District 12 ADU Task Force to present draft proposal Oct. 5
A District 12 task force that has been exploring neighborhood zoning changes that would allow additional dwelling units (ADUs) to be built on single-family lots in St. Anthony Park will present a draft recommendation on the issue at a public meeting at St. Anthony Park Lutheran Church, 2323 Como Ave., on Monday, Oct. 5, 7-8:30 p.m.
The draft recommends that internal and attached ADUs be allowed with restrictions but that detached ADUs not be allowed.
ADUs are separate living quarters added to the back of a house, over a garage or built as freestanding structures.
The eight-member ADU Task Force was formed a year ago by the District 12 Land Use Committee with the charge to recommend whether or not ADUs are appropriate for the neighborhood after the Land Use Efficiency Group—an interest group that is a part of Transition Town ASAP—proposed the zoning changes to the committee as a way to help provide living space for aging parents, caregivers or seniors looking to downsize but stay on their property.
That proposal came after the City of St. Paul began looking at a residential zoning change that would allow ADUs along the Central Corridor, which would affect the southern portion of St. Anthony Park. Some community members felt that potential change should apply to the north part of the neighborhood, as well.
The task force met 10 times and held one community in March.
The draft recommendation acknowledges a range of opinion among St. Anthony Park residents and task force members. “Some accept that there may be good reason to allow them; whereas, others are concerned about their possible negative impact on green space and overall character of [St. Anthony] Park,” the draft says.
“Some task force members are also skeptical about whether any or all of the reasons discussed are valid, or whether we know enough about potential concerns to mitigate possible negative impacts. Equally important is the feeling shared by most members that we should not limit reasonable use of private property for an ADU if there is no compelling reason to deny this use. In an effort to strike some middle ground, the task force’s consensus is that internal and attached ADUs should be allowed with certain restrictions, but that detached ADUs not be allowed.”
The draft recommendation, which can be found at www.sapcc.org/adu-task-force-draft-recommendation, lists the following recommended criteria for the internal or attached ADUs:
* They must be owner-occupied, with clear, reasonable enforcement provisions for verifying owner occupancy.
* Only internal and attached ADUs would be allowed; detached ADUs would not be allowed.
* Building an ADU over a garage would not be allowed.
* One ADU would be allowed per lot as an accessory to a single-family home. Owners of duplexes would not allowed to add an ADU.

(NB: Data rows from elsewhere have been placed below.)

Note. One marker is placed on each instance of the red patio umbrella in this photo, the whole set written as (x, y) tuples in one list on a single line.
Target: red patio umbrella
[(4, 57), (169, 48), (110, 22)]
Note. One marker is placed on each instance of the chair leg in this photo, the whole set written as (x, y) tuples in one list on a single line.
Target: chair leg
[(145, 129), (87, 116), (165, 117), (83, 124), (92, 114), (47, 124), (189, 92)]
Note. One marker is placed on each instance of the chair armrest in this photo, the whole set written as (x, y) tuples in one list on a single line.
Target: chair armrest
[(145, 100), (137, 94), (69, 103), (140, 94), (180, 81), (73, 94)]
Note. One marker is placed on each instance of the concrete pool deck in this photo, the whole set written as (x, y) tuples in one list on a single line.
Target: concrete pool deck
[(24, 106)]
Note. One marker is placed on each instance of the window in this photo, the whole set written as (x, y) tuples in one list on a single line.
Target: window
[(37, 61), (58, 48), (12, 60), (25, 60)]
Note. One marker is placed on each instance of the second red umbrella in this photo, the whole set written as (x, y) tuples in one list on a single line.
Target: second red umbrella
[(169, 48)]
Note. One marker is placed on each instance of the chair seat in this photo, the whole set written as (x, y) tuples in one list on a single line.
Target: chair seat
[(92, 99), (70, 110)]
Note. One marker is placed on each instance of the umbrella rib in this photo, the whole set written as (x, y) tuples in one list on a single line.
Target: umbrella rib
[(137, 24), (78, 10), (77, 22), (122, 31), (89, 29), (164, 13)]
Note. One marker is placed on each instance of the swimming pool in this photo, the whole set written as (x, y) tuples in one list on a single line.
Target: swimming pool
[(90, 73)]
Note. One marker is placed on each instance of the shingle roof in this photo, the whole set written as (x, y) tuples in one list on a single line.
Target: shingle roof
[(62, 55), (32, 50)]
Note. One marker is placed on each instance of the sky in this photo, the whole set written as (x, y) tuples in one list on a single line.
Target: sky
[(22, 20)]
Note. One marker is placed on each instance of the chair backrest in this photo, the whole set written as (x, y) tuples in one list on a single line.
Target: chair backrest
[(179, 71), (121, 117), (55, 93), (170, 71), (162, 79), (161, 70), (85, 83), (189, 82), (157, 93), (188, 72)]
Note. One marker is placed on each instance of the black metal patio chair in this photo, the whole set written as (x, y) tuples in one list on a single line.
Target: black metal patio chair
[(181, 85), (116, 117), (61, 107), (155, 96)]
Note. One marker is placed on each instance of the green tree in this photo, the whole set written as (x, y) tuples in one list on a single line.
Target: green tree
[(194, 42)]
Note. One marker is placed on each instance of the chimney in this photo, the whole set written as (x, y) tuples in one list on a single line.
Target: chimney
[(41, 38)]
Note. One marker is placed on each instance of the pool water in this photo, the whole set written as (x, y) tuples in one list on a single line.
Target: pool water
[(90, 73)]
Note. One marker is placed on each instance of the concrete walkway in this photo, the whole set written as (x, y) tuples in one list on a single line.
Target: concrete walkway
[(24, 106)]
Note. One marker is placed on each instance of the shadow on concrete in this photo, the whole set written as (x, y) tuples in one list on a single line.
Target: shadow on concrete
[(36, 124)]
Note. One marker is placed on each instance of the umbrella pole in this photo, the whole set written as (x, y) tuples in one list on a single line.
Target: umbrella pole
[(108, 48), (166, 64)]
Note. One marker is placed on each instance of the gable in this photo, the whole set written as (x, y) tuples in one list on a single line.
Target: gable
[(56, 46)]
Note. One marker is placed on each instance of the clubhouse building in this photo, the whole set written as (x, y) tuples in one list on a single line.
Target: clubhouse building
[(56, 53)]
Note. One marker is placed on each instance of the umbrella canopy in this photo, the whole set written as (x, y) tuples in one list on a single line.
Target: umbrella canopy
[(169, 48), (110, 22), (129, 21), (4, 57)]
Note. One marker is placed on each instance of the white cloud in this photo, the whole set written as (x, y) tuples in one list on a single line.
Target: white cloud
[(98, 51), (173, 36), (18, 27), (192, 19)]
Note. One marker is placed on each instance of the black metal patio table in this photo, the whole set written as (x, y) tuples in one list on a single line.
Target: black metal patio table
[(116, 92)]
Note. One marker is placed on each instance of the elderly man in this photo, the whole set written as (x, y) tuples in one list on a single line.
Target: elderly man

* Occupancy limit would be the same as for a single-family home and would not increase with the addition of an ADU. St. Paul code defines a family as any number of people related by blood or marriage, plus two unrelated individuals.
* Enclosed stairways would be required.
* A plan review by city staff would be required for verification and enforcement. All other code provisions would apply relating to setbacks, height, lot coverage, design standards and so on.
* No additional on-street parking permits would be provided in areas where parking is restricted.
* No additional off-street parking space would be required.
* There should be a minimum and maximum size for an ADU. Typical minimums elsewhere are 300 to 400 square feet; typical maximums are 800 to 1,000 square feet. The task force has not reached consensus on the size limits.
After considering community input from the Oct. 5 meeting, task force members will decide if they want to revise their recommendation and then send it to the District 12 Land Use Committee, said Phil Carlson, one of the task force members. Other task force members include Karen Hovland, Glen Skovholt, Jon Seltz, Mark Thieroff, Jim Stout, Claudia Wielgorecki and Nancy Plagens.
The Land Use Committee would have to approve the recommendation before it went to the District 12 board of directors, which in turn would need to approve it before sending it before the various city committees that would have to review it before it reached the City Council.